We must better reconcile individual need with the common resources that fund most of that individual need. Providers theoretically can meet all the medical needs of their patients; states can never meet all the health needs of their citizens. Providers can focus on an individual, but a government must meet many needs of all its citizens in a world of trade-offs and priorities. Providers ration when they fail to provide a medical service to a patient. A state or nation, however, rations both when it denies a needed medical benefit and when it fails to provide universal coverage. All governments ration medicine.

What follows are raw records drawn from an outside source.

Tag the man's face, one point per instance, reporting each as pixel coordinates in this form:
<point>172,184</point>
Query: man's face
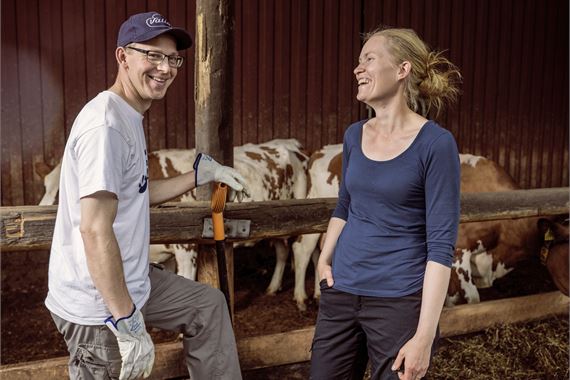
<point>151,80</point>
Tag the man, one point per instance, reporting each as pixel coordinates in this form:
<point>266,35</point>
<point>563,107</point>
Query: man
<point>101,287</point>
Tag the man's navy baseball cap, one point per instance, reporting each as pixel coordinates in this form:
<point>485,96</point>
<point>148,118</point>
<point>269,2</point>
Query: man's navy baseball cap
<point>145,26</point>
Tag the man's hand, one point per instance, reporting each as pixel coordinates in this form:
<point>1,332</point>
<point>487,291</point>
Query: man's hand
<point>208,170</point>
<point>135,345</point>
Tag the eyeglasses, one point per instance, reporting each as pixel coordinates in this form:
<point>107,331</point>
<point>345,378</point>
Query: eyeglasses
<point>155,57</point>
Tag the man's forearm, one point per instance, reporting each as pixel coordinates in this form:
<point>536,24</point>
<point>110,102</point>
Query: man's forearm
<point>162,190</point>
<point>106,269</point>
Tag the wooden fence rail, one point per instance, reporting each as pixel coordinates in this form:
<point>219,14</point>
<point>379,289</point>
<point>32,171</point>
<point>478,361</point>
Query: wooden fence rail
<point>31,227</point>
<point>293,346</point>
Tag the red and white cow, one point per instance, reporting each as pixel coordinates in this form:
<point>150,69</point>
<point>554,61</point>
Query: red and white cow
<point>555,253</point>
<point>485,251</point>
<point>273,170</point>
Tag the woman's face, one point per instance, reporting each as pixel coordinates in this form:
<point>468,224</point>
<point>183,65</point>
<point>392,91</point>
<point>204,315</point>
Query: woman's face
<point>376,73</point>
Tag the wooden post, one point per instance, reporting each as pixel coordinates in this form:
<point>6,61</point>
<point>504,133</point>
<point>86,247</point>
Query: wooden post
<point>213,99</point>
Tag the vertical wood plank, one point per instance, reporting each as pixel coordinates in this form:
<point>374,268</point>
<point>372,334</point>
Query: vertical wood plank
<point>502,65</point>
<point>476,122</point>
<point>95,49</point>
<point>299,73</point>
<point>331,58</point>
<point>157,129</point>
<point>347,58</point>
<point>190,77</point>
<point>315,75</point>
<point>175,118</point>
<point>31,117</point>
<point>12,181</point>
<point>250,70</point>
<point>266,70</point>
<point>238,74</point>
<point>282,57</point>
<point>51,58</point>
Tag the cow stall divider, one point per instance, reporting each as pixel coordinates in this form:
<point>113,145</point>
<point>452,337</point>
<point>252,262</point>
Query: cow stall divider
<point>28,228</point>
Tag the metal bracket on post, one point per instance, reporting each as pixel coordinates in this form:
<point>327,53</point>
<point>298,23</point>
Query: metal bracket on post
<point>233,228</point>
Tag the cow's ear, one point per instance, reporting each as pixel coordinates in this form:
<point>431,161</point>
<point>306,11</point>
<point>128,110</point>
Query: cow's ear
<point>543,225</point>
<point>42,169</point>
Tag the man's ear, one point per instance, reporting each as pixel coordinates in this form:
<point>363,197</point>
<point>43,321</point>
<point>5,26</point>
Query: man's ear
<point>121,56</point>
<point>404,69</point>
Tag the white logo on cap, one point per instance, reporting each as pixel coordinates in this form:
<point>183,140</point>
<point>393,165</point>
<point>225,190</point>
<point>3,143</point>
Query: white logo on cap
<point>157,21</point>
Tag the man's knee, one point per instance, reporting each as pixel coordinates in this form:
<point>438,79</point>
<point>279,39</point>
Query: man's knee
<point>90,361</point>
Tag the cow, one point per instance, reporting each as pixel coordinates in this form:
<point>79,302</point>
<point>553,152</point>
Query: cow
<point>485,251</point>
<point>554,252</point>
<point>273,170</point>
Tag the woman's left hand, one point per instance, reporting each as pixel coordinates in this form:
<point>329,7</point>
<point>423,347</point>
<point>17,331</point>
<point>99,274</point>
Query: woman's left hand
<point>415,356</point>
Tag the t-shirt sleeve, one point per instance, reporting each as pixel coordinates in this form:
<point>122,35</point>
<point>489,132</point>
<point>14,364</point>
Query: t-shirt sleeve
<point>101,155</point>
<point>341,210</point>
<point>442,186</point>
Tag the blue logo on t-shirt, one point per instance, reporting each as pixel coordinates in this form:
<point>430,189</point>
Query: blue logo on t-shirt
<point>143,184</point>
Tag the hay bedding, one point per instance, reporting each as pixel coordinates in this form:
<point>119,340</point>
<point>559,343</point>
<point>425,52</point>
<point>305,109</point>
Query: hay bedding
<point>537,350</point>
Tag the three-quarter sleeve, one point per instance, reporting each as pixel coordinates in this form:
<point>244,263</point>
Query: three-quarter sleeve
<point>341,210</point>
<point>442,187</point>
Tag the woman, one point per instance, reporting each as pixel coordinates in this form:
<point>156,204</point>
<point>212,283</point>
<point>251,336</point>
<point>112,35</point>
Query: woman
<point>385,262</point>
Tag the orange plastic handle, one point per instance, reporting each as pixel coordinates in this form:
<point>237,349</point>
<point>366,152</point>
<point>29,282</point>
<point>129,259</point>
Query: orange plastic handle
<point>218,204</point>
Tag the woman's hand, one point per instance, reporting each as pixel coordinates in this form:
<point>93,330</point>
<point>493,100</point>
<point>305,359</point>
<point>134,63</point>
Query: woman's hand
<point>415,356</point>
<point>325,272</point>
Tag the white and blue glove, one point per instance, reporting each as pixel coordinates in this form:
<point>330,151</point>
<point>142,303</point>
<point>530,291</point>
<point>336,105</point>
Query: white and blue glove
<point>135,345</point>
<point>207,170</point>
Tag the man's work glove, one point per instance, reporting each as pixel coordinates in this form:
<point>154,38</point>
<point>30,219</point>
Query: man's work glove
<point>207,170</point>
<point>135,345</point>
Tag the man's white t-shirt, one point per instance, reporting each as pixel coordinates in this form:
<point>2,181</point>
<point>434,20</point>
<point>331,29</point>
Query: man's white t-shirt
<point>105,151</point>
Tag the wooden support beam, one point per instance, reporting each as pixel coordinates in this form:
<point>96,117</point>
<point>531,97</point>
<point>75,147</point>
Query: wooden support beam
<point>31,227</point>
<point>213,108</point>
<point>293,346</point>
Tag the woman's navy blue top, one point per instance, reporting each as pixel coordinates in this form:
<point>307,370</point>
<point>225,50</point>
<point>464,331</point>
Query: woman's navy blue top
<point>399,213</point>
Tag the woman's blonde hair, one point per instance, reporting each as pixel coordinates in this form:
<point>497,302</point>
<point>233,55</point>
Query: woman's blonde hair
<point>433,80</point>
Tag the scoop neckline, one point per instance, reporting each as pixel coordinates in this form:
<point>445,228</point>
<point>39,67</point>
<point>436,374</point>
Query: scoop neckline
<point>399,155</point>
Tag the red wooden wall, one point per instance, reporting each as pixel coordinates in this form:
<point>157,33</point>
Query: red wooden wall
<point>293,76</point>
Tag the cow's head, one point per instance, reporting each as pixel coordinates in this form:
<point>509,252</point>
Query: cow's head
<point>554,252</point>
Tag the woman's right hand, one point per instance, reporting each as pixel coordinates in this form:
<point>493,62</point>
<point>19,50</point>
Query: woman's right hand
<point>325,272</point>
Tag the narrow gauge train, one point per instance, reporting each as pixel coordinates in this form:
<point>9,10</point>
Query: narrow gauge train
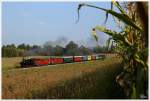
<point>59,60</point>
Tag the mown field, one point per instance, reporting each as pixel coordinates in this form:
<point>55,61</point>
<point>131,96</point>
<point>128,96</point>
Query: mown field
<point>92,79</point>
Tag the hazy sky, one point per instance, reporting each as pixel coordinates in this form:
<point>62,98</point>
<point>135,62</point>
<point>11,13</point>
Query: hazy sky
<point>38,22</point>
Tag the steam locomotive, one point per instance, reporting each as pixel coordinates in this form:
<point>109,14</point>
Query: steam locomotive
<point>32,62</point>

Once we slop avoiding the responsibility of rationing health care, we will recognize the occasional conflict between the goals and ethics of paying for (macroallocating) health care with commonly collected funds and the goals and ethics of delivering (microallocating) health care. To recognize and admit this conflict exists will be politically difficult but socially inevitable. Doing so will require a change in the cultural values of citizens and healthcare providers, but the rewards are gargantuan. America can deliver more health to its citizens for less money once it adopts a broader moral vision of health care.

Medical practice and ethics have been developed without consideration of trade-offs with other public goods, even though taxpayers pay almost half of the healthcare dollar. Government now funds about 45 percent of U.S. health care, and employers fund another 33 percent, bringing the total government and employer share of healthcare funding to almost 80 percent. (a) We lack a means of setting priorities in the macroallocation of health care and the tools for comparing health needs with other needed social goods. We have just begun to analyze the moral framework applicable to the macroallocation of resources.

Public policy has allowed providers to be the definers of the nation’s health and the chief architects of the nation’s healthcare system. We have been assuming, inappropriately, that a nation’s best route to health was to fund medical care one patient at a time, thereby allowing healthcare providers to impose their doctor-patient relationship on taxpayer monies without accountability or oversight. The total need of the group was the sum total of individual need. Public policy has not adequately asked the larger question, “How do you keep a society healthy?” How do we reconcile macroallocation with microallocation? Those who fund health care from collective funds must look beyond the individual to the entire group. When pooling money, we have to ask, “What maximizes the health of those who make up the pool?”

Private Need: Common Resources

The problem of allocating resources reaches beyond public policy in health care. Allowing a physician to focus on the patient and a hospital to focus on who comes through the hospital door lets them ignore what is going on down the street or across town. That is not a criticism, but simply a recognition of reality. Our strengths are often our weaknesses. The single-minded devotion of health providers to their patients makes them inadequate judges of the total system. Lacking the luxury of individual focus, public policy must consider the total moral landscape of public needs. That landscape has shifted in the past 10 years as we have increasingly recognized that we cannot provide everything to everybody. We must recognize that the macroallocation of healthcare resources is not the cumulative total of all individual care.